"There are plenty of them everywhere."
"And what are your thoughts when you see them?" asked Meir violently.
"What should they be? I think they are very stupid and very dirty!"
"And looking at them, do you think of nothing else?" asked Meir, almost in a whisper.
Leopold opened his cigarette case, and selected a cigarette. Meir, plunged in thought, did not notice this.
"Leopold," he began again, with awakened energy, "you had better not buy that house in the large city."
"Why should I not buy it?"
"I will tell you why. They have promised you, as wife, my first cousin. She is a good and intelligent girl. She has no education whatever, but she always wished to have it, and she was very glad when she was told that she would have an educated husband. You are going to marry her, and when you have married her, ask permission of the high officials to open in Szybow a school for the Jews, in which they will be made to study other things than the Bible and Talmud.

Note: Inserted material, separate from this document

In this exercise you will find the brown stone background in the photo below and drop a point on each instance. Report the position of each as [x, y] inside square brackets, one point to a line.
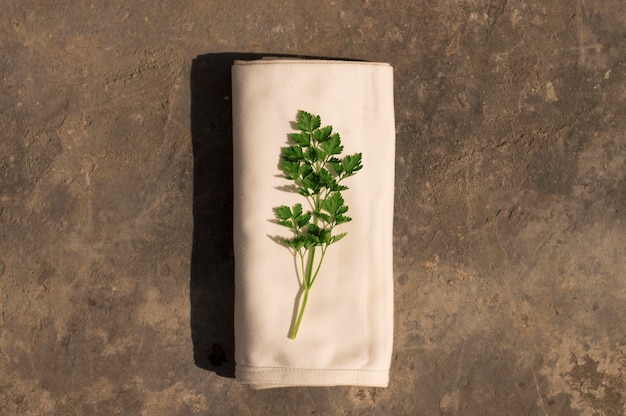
[510, 235]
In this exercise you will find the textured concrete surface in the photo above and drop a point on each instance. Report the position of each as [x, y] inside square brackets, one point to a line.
[510, 233]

I will help you to conduct such a school."
Leopold laughed, but Meir, all aglow with the joy of his idea, did not notice it. He leaned towards the young man and whispered:
"I will tell you, Leopold. There is great ignorance here in Szybow, and there are many poor people living in misery. But there are some people—all of them young—who regret that they do not know another world, and that they have not other knowledge. They wish to become familiar with it, but there is no one to help them out of the darkness. And then the great Rabbi who lives here, Isaak Todros, is very severe, and he is dreaded by everyone; and the members of the kahal also oppress the poor people. You must come here and bring with you other educated people, and help us out of our misery and our ignorance."